Right now, I'm learning how to be a better writer. It's not all about spelling, (though in my third book I used the word 'alter' instead of 'altar' to describe an item in a church--thank goodness it is still in the editing stages!) but it is also about pacing, character development, setting, point of view, and the list goes on and on. It may sound strange, but a lot of the skills I learned in becoming a TV director, I'm using now as I learn to become a better writer.
Back to the whole point of learning math that may save your life one day. My oldest daughter (who is freakin' awesome by-the-way) is a Freshman in High School this year. She brought home her first math homework a few days ago. There was one question that they hadn't gone over in class, and she wasn't sure how to do it. She asked for my help. The question was this: 7 people meet and shake hands, how many handshakes occur? Also, what is the formula for number of handshakes if the number of people is "n"?
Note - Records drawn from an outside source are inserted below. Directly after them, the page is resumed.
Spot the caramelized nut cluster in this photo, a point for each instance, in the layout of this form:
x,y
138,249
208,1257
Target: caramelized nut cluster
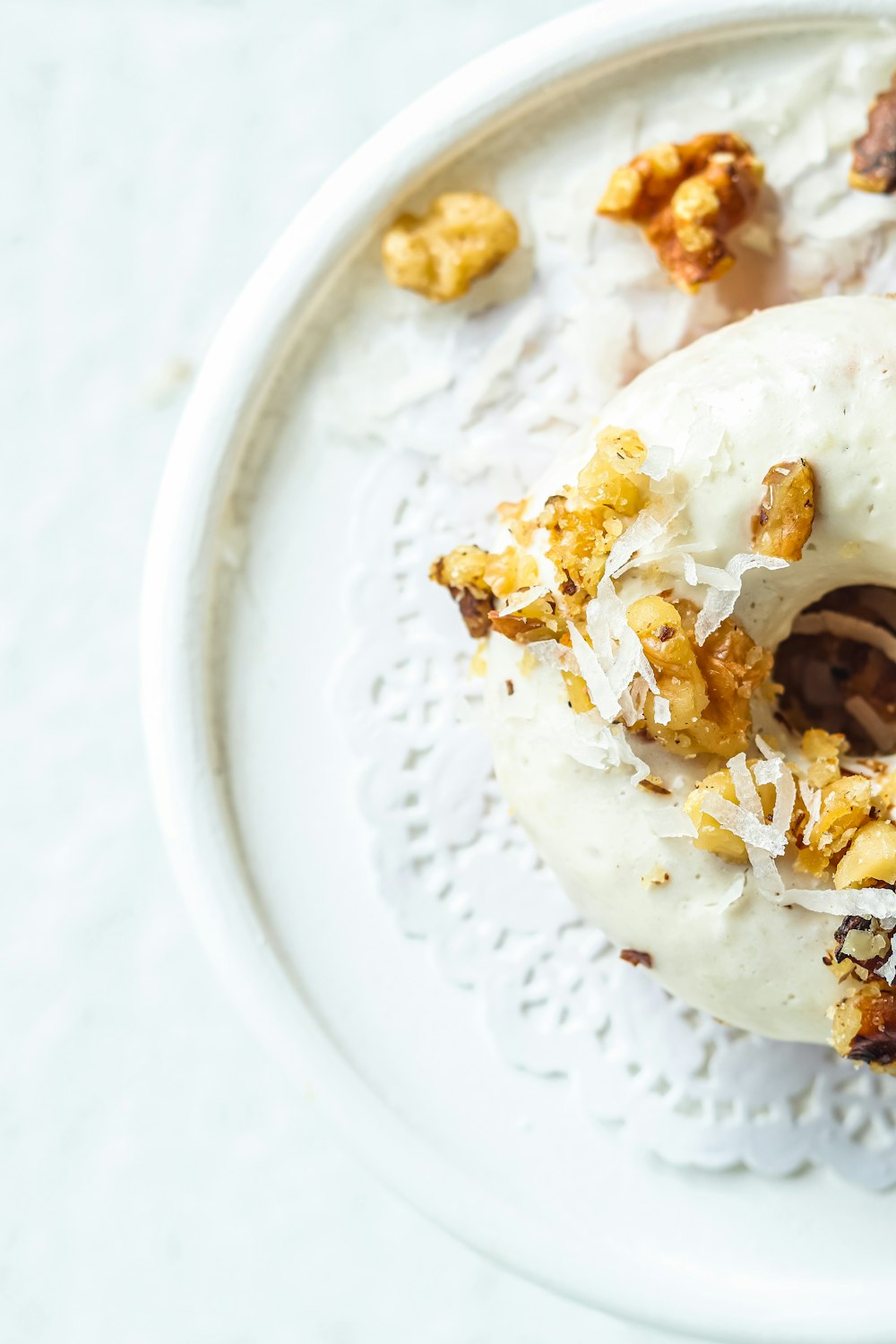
x,y
864,1026
686,198
583,523
463,236
708,687
476,578
874,152
582,527
788,510
844,831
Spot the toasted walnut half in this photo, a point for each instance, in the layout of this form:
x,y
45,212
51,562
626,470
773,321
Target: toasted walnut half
x,y
788,511
861,946
874,152
866,1026
711,833
871,857
462,573
476,578
686,198
708,687
583,523
462,237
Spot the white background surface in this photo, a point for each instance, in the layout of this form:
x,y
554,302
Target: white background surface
x,y
159,1177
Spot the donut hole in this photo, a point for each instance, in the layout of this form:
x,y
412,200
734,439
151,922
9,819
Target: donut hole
x,y
837,668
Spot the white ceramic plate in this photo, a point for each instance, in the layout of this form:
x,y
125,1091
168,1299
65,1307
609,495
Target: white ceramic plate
x,y
254,785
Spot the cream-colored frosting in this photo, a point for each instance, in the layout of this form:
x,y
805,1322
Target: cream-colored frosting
x,y
814,381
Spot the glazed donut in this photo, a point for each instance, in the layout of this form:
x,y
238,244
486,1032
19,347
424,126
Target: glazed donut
x,y
724,524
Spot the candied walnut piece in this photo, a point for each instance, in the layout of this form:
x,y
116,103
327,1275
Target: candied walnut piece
x,y
711,833
686,198
845,806
861,945
576,693
462,573
583,523
869,857
864,1027
783,521
462,237
874,152
476,578
637,959
708,687
540,620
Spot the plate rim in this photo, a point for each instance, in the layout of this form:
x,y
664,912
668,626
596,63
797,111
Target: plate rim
x,y
185,765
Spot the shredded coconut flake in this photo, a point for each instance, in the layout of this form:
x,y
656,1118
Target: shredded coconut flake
x,y
868,902
743,824
732,892
812,801
519,599
745,787
659,461
602,695
720,602
888,970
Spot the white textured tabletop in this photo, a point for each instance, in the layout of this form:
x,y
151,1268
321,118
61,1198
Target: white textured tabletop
x,y
159,1177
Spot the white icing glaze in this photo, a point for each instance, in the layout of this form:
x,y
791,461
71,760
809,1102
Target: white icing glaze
x,y
810,381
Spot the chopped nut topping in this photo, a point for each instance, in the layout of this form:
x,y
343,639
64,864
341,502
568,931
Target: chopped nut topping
x,y
476,578
845,806
861,946
686,198
871,857
586,521
540,620
788,510
874,152
462,237
711,833
708,685
866,1026
635,959
823,752
462,573
578,694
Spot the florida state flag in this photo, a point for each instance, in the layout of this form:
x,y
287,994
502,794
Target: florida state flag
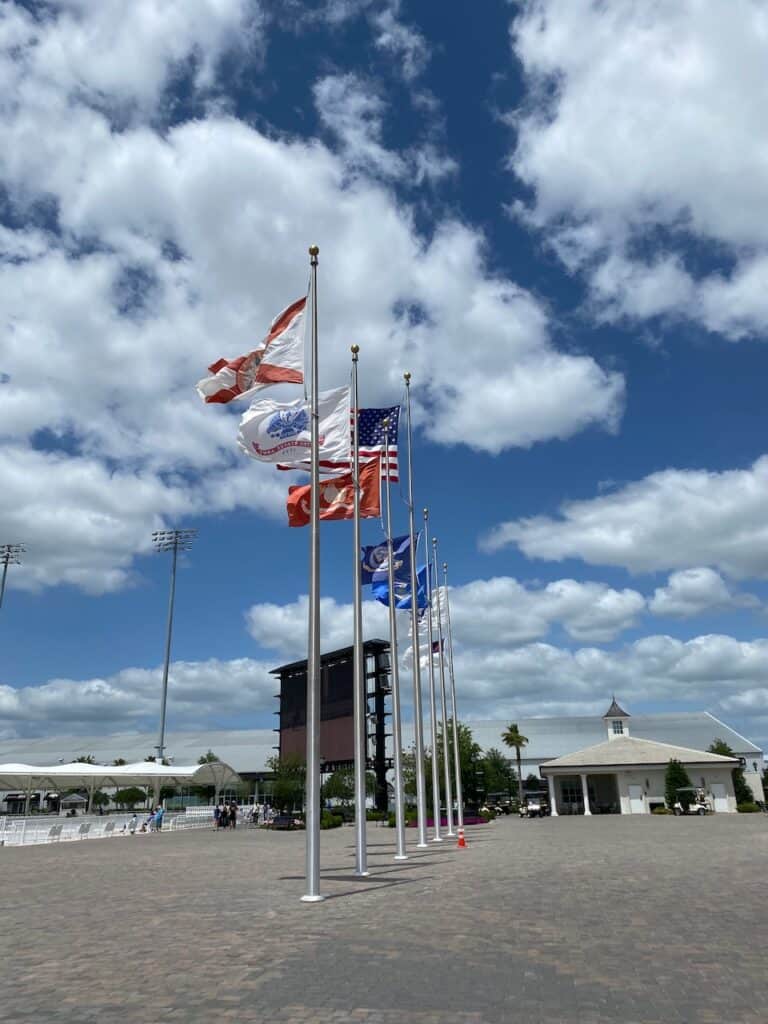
x,y
337,497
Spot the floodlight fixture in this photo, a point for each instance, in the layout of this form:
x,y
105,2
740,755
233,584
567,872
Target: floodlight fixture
x,y
173,540
10,554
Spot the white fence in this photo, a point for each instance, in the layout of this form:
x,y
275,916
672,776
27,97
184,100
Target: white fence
x,y
35,830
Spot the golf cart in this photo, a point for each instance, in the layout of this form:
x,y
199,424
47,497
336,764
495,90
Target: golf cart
x,y
534,807
691,801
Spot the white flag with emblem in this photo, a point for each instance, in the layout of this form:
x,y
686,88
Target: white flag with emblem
x,y
273,431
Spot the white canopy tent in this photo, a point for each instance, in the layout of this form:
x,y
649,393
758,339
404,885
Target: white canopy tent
x,y
80,774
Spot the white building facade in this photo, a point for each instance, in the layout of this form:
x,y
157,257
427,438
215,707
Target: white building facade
x,y
626,774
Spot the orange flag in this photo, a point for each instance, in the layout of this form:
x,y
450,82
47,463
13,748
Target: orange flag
x,y
337,497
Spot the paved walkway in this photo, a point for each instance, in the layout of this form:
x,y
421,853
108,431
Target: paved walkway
x,y
638,921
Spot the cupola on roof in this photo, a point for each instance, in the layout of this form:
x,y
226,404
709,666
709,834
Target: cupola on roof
x,y
615,711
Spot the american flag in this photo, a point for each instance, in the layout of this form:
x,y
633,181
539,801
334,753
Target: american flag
x,y
371,429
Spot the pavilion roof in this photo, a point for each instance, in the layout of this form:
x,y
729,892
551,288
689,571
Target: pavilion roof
x,y
80,773
626,751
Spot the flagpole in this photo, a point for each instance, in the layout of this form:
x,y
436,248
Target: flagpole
x,y
432,700
443,702
421,798
455,714
359,696
399,810
312,894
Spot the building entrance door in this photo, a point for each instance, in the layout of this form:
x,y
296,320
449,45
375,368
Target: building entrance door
x,y
720,798
637,804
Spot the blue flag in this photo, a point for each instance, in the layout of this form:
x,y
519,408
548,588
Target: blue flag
x,y
375,558
402,589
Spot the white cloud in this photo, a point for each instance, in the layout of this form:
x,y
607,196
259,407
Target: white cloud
x,y
498,611
494,680
689,592
642,139
671,519
504,611
200,694
353,111
399,40
94,49
139,271
283,628
539,678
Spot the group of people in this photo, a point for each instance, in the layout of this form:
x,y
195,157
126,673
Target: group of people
x,y
225,815
153,823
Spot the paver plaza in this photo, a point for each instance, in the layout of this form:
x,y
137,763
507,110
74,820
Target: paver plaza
x,y
621,920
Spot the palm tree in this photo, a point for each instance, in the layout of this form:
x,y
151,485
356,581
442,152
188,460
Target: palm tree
x,y
513,737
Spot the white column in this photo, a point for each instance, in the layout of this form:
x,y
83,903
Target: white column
x,y
585,791
552,801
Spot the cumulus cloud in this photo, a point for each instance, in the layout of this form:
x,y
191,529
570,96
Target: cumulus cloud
x,y
483,612
200,694
115,298
690,592
494,680
283,628
399,40
707,672
95,50
671,519
642,142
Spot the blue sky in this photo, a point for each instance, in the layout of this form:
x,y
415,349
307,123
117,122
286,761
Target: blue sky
x,y
549,212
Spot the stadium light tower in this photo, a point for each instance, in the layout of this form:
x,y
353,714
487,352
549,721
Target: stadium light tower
x,y
10,554
174,541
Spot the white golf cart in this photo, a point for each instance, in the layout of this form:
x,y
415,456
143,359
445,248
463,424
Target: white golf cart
x,y
692,801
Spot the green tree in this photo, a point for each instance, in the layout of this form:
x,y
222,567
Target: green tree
x,y
289,775
741,787
513,737
470,755
339,785
499,775
676,777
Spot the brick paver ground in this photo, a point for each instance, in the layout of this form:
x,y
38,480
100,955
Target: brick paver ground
x,y
638,921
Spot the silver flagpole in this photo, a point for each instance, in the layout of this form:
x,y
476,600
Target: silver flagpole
x,y
359,697
454,712
432,700
443,701
399,810
421,797
312,894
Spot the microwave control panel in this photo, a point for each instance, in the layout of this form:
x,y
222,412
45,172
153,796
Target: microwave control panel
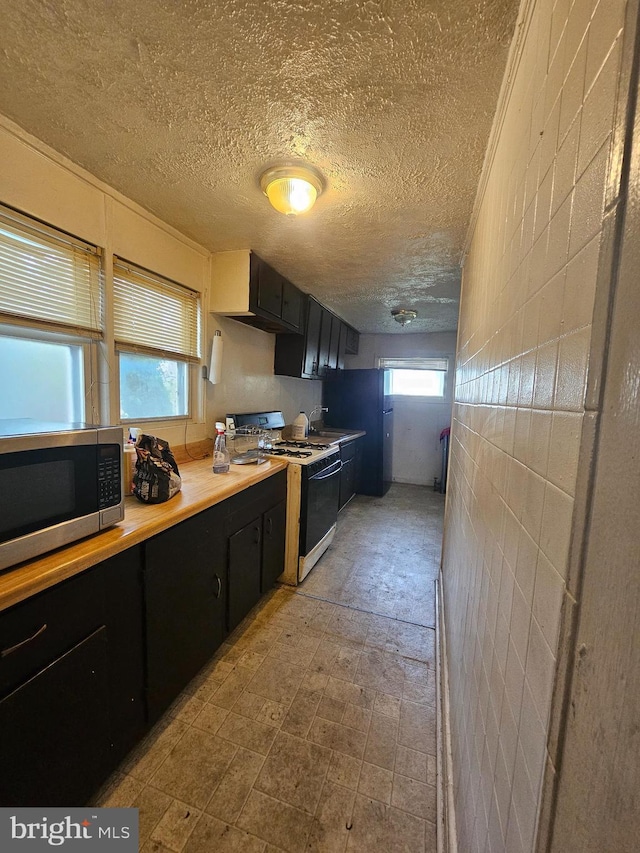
x,y
109,480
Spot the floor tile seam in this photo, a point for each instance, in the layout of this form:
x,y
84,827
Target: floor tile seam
x,y
280,803
187,726
363,610
193,828
244,802
200,732
153,788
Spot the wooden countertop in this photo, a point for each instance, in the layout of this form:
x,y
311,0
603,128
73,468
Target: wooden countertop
x,y
200,489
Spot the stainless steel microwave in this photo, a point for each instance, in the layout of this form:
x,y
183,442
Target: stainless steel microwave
x,y
58,483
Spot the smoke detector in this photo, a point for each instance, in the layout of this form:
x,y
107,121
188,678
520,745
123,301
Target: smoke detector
x,y
403,316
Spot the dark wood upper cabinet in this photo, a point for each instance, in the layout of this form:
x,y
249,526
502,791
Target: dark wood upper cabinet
x,y
334,344
342,345
246,288
352,341
266,290
325,342
291,304
320,351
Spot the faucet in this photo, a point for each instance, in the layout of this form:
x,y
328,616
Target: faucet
x,y
317,410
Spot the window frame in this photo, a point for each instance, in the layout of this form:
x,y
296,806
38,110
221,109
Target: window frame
x,y
193,363
89,347
420,363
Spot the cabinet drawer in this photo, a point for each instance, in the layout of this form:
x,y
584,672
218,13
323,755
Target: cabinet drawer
x,y
39,630
348,450
57,749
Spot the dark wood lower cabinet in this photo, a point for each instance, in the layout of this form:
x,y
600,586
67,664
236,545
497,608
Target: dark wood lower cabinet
x,y
55,748
89,665
245,550
273,542
185,590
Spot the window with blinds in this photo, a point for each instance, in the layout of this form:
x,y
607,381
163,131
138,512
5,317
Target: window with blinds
x,y
157,335
154,315
416,377
415,363
48,278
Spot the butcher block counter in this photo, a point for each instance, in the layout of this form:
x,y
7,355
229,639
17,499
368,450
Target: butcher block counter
x,y
200,489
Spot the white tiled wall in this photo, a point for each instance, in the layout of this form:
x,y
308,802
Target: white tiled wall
x,y
417,424
525,330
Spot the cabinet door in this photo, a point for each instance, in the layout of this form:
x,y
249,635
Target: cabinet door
x,y
54,749
347,481
273,538
122,576
291,304
359,451
342,345
353,340
312,338
334,344
245,552
184,582
270,290
325,342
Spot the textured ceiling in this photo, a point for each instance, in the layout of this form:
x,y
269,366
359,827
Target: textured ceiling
x,y
180,104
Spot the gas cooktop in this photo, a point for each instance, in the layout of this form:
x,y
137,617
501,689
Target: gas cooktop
x,y
302,452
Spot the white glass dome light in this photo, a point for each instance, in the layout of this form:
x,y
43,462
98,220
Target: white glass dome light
x,y
291,189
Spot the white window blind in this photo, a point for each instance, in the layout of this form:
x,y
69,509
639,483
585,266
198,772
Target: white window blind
x,y
48,276
414,363
153,314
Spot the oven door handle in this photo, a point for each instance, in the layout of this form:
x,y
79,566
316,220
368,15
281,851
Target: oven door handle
x,y
332,471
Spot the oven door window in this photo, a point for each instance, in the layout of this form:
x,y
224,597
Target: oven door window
x,y
321,495
40,488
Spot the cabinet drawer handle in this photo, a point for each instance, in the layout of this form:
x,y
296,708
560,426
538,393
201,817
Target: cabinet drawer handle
x,y
6,652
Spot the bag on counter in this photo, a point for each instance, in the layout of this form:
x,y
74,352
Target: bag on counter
x,y
156,478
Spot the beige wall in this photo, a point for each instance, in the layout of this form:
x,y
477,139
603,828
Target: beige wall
x,y
248,383
40,182
523,346
417,423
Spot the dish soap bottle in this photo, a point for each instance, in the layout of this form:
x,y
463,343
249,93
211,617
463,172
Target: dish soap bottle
x,y
220,452
300,427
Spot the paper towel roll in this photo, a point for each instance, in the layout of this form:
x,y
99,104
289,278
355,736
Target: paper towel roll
x,y
215,365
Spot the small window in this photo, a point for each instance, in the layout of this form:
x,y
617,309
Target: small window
x,y
416,377
46,381
157,334
153,387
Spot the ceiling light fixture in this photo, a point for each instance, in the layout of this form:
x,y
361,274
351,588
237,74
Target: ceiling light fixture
x,y
291,189
403,316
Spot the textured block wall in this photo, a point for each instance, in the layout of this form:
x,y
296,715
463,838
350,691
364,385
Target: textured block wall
x,y
523,348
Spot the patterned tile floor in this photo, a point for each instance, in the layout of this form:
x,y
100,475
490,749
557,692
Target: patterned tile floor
x,y
314,727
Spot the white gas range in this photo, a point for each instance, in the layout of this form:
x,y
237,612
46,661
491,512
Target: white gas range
x,y
313,490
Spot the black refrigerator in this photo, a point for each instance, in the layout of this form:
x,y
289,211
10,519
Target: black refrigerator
x,y
358,399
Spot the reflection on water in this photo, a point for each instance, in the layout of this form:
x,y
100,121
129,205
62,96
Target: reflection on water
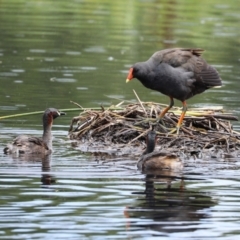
x,y
52,52
164,208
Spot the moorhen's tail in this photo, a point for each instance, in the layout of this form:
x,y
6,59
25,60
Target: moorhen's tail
x,y
210,77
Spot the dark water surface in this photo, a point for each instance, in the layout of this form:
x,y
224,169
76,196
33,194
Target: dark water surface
x,y
52,52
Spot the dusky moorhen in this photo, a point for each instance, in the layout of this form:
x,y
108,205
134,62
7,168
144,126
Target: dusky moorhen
x,y
178,73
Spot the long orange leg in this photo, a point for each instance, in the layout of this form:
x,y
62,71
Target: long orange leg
x,y
166,109
184,109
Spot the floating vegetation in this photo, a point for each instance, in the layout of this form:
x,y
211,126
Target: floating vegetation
x,y
121,129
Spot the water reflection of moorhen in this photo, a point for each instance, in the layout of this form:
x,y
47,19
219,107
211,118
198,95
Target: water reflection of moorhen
x,y
24,144
151,160
178,73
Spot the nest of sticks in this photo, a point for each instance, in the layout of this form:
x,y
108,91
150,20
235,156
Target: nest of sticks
x,y
121,129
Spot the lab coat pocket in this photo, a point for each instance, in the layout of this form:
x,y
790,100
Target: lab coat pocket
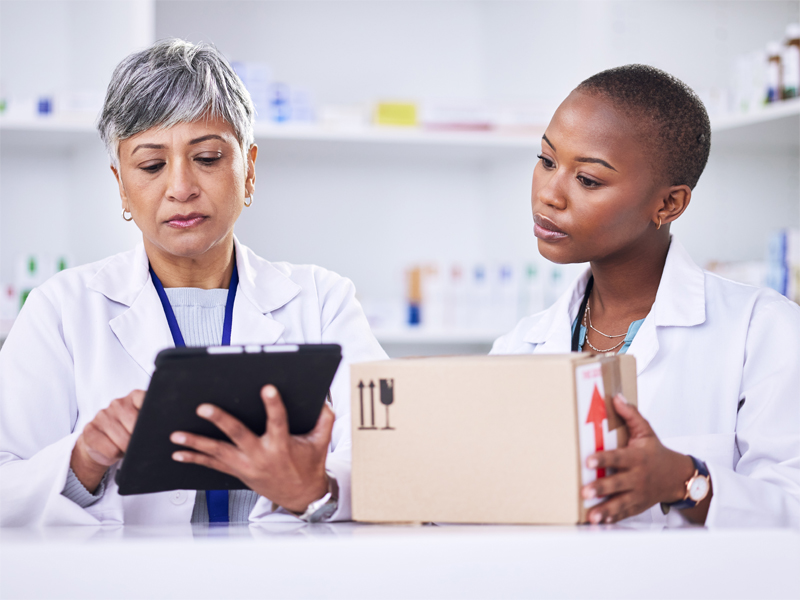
x,y
715,448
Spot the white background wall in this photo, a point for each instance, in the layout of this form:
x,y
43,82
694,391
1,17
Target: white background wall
x,y
368,216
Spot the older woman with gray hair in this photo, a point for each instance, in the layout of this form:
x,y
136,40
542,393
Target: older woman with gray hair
x,y
178,125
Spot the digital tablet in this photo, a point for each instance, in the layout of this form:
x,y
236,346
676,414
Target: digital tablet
x,y
230,377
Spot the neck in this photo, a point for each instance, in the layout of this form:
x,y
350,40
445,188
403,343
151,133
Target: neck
x,y
626,286
210,270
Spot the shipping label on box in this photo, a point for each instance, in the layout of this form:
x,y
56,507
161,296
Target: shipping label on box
x,y
482,439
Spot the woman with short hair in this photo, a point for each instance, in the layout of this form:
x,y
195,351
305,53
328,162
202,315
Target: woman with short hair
x,y
178,125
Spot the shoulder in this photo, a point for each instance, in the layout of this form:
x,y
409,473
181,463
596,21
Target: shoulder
x,y
311,279
514,342
726,296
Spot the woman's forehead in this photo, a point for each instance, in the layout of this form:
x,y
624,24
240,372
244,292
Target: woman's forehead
x,y
586,122
185,133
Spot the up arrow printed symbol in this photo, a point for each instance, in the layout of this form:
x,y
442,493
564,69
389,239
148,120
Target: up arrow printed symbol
x,y
597,414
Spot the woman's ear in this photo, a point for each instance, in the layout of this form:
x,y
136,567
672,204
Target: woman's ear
x,y
122,195
673,203
250,176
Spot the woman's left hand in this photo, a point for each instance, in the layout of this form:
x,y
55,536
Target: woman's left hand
x,y
647,472
287,469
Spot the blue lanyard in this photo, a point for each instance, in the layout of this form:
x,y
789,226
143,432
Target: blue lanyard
x,y
216,500
177,337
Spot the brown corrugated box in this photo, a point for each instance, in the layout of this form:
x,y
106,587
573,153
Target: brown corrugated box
x,y
482,439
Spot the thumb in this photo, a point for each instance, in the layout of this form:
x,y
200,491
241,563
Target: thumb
x,y
638,427
321,434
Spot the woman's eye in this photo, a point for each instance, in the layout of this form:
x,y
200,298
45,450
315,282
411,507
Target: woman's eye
x,y
546,162
590,183
208,160
153,168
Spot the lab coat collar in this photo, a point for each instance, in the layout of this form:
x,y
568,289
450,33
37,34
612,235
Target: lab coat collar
x,y
680,302
143,330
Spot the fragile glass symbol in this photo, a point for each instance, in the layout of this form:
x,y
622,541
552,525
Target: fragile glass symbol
x,y
386,397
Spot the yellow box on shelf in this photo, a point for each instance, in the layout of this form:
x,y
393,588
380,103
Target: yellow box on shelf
x,y
396,114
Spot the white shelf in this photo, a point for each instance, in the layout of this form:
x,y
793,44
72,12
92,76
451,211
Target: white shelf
x,y
775,126
431,337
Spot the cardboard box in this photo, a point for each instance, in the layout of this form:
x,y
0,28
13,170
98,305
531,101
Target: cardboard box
x,y
482,439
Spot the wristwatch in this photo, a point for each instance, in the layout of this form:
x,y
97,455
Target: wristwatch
x,y
323,509
697,488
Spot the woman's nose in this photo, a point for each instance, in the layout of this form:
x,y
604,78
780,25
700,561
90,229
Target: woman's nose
x,y
182,185
550,190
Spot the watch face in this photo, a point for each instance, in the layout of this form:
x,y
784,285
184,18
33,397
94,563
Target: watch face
x,y
698,488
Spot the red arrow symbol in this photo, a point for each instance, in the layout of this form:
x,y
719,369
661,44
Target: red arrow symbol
x,y
597,414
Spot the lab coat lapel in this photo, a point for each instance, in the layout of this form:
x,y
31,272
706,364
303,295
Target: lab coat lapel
x,y
142,330
552,334
680,302
262,290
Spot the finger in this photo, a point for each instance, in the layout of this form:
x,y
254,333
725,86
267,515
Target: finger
x,y
100,448
614,509
205,460
236,431
107,421
638,426
607,486
277,421
610,459
321,434
127,414
220,450
137,397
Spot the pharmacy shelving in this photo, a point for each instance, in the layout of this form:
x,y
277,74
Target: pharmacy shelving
x,y
307,140
775,126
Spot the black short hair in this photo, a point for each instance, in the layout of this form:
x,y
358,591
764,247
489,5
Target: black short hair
x,y
675,122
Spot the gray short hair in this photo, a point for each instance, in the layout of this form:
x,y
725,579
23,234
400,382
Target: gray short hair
x,y
173,82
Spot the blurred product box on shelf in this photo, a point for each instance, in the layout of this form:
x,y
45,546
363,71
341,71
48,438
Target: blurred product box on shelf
x,y
487,297
483,439
257,78
783,263
396,114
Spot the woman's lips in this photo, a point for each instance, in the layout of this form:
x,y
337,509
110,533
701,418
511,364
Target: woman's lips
x,y
185,221
545,229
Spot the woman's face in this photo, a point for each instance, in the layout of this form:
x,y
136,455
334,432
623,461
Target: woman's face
x,y
185,186
593,196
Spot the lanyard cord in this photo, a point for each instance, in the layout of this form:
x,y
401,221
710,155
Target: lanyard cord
x,y
175,329
576,335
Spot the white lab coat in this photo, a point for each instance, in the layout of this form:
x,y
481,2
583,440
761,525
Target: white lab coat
x,y
708,345
91,334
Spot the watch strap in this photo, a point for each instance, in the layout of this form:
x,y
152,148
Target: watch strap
x,y
687,502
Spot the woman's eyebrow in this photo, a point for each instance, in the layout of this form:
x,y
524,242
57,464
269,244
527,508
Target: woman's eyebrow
x,y
599,161
211,136
153,146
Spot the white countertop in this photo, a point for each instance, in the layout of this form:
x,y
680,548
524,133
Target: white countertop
x,y
351,560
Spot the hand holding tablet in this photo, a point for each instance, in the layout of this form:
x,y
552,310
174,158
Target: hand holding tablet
x,y
236,433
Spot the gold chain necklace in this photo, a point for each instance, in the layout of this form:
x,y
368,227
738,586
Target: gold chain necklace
x,y
598,350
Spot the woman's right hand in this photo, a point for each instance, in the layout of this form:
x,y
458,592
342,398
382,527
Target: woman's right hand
x,y
105,439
I was stupefied. I seriously sat there for an hour trying to figure it out. No luck. I finally posted the question on Facebook. The answer? nCr = n! / (r! * (n - r)!) Where "n" is the number of people, "r" is the number of people required to do a handshake (in this case "2") and the big letter "C" there means constant or something else that makes it really confusing.
What the heck is "n!"? I must have learned that at some point in time, but heck if I remember--because I don't use it. I told my daughter to see what answer the teacher wanted once they went over the assignment. The answer? "Oh! I didn't expect any of you to get the answer because I haven't taught you how to do it yet."